By the time they reached the camp, it was hard to see more than ten meters. “We’re not starting out in this snow. But the next clear spell, we leave at first light.”

Later that evening, Marek asked to speak to her privately. “Sir, I’m not—well, I am, actually—questioning your decision. People are already losing weight on these short rations. The effort to climb up there, to explore—it’s just going to cost them more. It won’t help.”

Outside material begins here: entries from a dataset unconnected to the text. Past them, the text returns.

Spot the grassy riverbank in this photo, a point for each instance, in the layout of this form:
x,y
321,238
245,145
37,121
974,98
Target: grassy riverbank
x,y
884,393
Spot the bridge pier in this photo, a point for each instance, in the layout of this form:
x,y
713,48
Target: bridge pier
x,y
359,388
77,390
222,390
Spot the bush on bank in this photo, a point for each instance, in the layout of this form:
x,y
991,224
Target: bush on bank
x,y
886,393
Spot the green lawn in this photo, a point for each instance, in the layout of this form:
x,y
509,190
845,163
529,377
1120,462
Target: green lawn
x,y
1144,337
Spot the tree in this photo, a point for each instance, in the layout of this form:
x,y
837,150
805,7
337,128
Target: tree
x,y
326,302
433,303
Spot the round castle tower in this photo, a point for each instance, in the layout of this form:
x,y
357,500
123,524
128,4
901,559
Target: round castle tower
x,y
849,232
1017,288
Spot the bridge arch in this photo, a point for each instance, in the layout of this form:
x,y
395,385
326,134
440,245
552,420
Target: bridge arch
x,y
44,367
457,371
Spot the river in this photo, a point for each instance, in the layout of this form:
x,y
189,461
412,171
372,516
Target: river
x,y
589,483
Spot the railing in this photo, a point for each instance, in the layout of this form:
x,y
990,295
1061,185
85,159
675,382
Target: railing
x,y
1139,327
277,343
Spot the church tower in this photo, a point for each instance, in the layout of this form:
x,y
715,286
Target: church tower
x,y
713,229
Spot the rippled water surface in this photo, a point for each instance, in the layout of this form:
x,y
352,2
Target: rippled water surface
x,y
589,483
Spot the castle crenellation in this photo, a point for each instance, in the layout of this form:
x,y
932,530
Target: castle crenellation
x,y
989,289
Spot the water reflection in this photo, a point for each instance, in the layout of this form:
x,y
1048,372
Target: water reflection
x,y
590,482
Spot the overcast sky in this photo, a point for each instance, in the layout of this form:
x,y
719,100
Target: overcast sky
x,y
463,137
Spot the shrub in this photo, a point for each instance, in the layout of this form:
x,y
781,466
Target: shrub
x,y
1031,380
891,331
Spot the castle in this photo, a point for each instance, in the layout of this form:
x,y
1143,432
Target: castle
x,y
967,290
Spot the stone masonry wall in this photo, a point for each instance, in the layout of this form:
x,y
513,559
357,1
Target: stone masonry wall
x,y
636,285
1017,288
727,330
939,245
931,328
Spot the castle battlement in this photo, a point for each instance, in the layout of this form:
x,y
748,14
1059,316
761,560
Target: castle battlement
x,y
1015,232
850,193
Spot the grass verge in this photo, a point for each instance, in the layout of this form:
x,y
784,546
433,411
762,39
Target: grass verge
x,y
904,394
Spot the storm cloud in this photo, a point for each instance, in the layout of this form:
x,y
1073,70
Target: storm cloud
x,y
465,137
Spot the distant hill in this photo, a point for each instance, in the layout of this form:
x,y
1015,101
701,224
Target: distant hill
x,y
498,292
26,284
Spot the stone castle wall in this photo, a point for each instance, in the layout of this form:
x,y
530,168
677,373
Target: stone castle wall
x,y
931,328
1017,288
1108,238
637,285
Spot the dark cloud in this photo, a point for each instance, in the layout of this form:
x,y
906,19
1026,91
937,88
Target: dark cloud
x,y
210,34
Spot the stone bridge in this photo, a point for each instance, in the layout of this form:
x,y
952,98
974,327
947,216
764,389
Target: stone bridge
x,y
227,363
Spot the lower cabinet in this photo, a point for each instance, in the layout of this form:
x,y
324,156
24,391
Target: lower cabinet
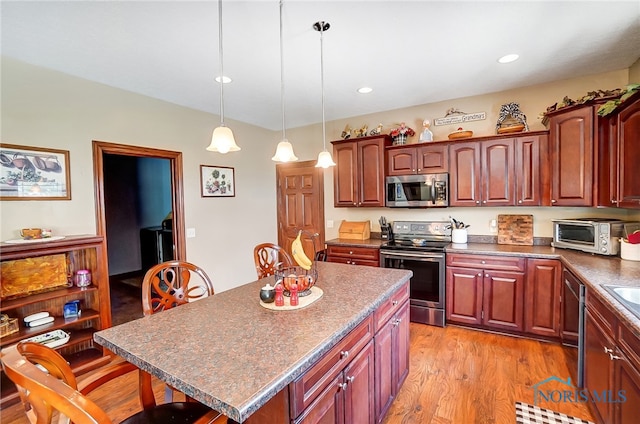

Ky held up her hand, and he stopped. “Master Sergeant, I believe we’re on the same side here—we both want the best for everyone here. Tell me how staying here, with no more shelter than we have, and no more food than we have, will let everyone live through the winter, in shape to find a way to signal for help when the weather eases.”

“Sir—Admiral—I can’t. I don’t think there is a way. But I think what you’re doing is just giving them false hope.”

“We won’t know that if we don’t try, Master Sergeant.”

He nodded, looking down. “I understand, sir. I hope you’re right.”

“So do I,” Ky said.

“I know you mean well,” he said. “And good luck on the search.”

It was an odd farewell, but Ky thought she understood. For all that she was from Slotter Key and had been to the Academy, she wasn’t really part of his chain of command. It worried him—it would have to worry him—to have her making life-or-death decisions for Slotter Key personnel.